The writer and director of the miniseries, Billy Ray, (“Captain Phillips”) learned that Showtime had moved the premiere date of the miniseries to late November – after the presidential elections. Ray wrote an angry letter to his cast and crew explaining the move and the disappointment he felt about it.
“The health of a media company depends on attracting audiences – and our movie, aired in August of an election year, would have been very big news. Can you imagine the billboards? Comey Vs. Trump! A cast loaded with Emmy winners!” the letter reads in part.
Sources tell Deadline.com that the cast all participated in the creation of the miniseries while expecting that it would air during the election season, apparently where it would do the most damage to Trump’s chances.

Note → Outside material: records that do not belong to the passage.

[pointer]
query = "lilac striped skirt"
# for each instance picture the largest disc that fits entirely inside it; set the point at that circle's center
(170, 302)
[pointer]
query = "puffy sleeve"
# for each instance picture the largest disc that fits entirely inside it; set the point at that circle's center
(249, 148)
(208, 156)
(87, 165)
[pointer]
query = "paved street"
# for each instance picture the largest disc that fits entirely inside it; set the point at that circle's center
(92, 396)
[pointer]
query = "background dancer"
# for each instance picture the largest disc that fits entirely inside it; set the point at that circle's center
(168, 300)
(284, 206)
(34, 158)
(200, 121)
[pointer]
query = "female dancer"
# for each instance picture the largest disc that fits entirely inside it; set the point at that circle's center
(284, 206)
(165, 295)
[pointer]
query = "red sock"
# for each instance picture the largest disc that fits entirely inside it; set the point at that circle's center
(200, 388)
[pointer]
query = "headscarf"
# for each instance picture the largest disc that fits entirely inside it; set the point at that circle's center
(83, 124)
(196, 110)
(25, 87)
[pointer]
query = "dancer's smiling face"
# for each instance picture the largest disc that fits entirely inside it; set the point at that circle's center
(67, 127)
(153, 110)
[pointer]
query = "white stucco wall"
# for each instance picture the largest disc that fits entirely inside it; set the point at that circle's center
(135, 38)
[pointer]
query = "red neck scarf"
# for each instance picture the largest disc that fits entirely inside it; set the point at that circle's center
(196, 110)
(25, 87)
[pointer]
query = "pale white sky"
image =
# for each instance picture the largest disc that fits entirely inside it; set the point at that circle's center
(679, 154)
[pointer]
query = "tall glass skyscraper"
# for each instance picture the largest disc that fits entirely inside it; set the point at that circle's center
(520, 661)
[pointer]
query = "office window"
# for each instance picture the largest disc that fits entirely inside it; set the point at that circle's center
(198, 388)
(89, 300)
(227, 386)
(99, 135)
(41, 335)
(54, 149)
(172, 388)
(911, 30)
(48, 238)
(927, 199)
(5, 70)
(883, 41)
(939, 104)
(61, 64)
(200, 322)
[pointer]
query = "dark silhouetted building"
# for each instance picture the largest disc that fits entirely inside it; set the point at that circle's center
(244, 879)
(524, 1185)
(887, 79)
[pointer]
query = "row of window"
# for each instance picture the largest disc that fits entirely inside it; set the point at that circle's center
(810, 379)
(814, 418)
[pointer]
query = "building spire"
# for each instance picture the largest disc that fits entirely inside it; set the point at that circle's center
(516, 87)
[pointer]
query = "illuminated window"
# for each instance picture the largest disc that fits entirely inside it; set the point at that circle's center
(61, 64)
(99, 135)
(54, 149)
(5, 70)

The miniseries stars among others Jeff Daniels as James Comey and Brendan Gleeson as Donald Trump.
Ray’s letter was published by Deadline on June 23. The next day Showtime announced the miniseries, The Comey Rule, would air on consecutive nights in late September – just in time to cause, or be one of many, “October surprises” apparently.

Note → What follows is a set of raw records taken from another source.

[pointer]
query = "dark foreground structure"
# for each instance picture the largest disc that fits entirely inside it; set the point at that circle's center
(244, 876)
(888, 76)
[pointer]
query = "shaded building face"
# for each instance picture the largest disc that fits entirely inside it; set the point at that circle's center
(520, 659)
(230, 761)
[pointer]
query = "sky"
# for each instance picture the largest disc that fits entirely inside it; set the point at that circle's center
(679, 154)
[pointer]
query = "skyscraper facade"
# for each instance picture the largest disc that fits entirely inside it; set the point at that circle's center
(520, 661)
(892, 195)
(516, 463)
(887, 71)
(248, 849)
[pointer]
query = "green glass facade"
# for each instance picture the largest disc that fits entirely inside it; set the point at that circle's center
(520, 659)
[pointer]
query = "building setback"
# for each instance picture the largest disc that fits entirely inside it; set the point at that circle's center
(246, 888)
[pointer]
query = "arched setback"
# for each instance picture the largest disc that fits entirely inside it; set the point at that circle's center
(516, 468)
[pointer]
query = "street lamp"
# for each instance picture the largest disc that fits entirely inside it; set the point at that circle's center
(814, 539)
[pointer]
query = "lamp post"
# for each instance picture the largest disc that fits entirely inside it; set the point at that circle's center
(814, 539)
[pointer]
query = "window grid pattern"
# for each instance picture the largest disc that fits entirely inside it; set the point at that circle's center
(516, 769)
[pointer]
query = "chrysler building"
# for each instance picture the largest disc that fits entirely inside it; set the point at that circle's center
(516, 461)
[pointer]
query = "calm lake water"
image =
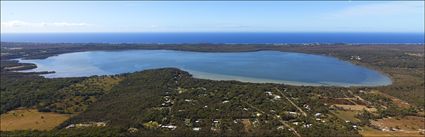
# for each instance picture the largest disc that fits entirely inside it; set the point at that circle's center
(262, 66)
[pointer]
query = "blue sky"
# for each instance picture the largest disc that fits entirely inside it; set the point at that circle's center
(191, 16)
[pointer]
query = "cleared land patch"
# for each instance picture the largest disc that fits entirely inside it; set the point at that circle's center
(30, 119)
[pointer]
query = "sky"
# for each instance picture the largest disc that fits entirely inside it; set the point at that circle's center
(211, 16)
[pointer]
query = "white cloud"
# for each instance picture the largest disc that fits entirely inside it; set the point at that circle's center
(18, 23)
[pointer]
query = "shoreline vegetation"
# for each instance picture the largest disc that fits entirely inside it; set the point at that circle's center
(171, 102)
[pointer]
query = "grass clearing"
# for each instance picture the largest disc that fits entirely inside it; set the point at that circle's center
(30, 119)
(371, 132)
(347, 115)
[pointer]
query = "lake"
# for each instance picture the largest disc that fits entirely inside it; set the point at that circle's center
(259, 67)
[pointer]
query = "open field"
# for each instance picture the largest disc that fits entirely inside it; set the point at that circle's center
(347, 115)
(30, 119)
(370, 132)
(355, 107)
(408, 123)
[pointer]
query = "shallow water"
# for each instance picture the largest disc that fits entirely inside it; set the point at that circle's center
(260, 67)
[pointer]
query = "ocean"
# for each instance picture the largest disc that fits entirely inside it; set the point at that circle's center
(236, 38)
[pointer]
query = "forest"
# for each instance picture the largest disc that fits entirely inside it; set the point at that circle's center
(170, 102)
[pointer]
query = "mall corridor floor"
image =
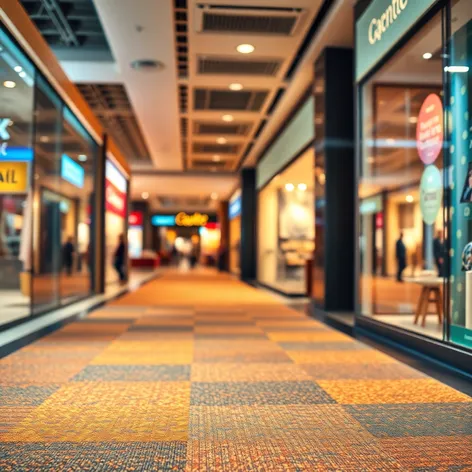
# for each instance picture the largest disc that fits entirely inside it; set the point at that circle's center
(202, 373)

Showtime gave no reason for the change but two stores made news the same day the scheduling change was announced: an appeals court ordered the charges against former National Security Adviser Michael Flynn be dropped, and de-classified notes taken by former notoriously anti-Trump FBI agent, Peter Strzok, show that Comey thought Flynn’s phone calls to then-Russian Ambassador Sergey Kislyak were “legit.” That was long before FBI agents questioned Flynn about those phone calls and brought charges against him for lying about it.
It seems that in order to combat any good news that might come the president’s way, Showtime decided to air the miniseries before Election Day in order to add it to the list of things that may cause him some damage politically.
If it sounds and looks like propaganda, one can call it what it is: propaganda.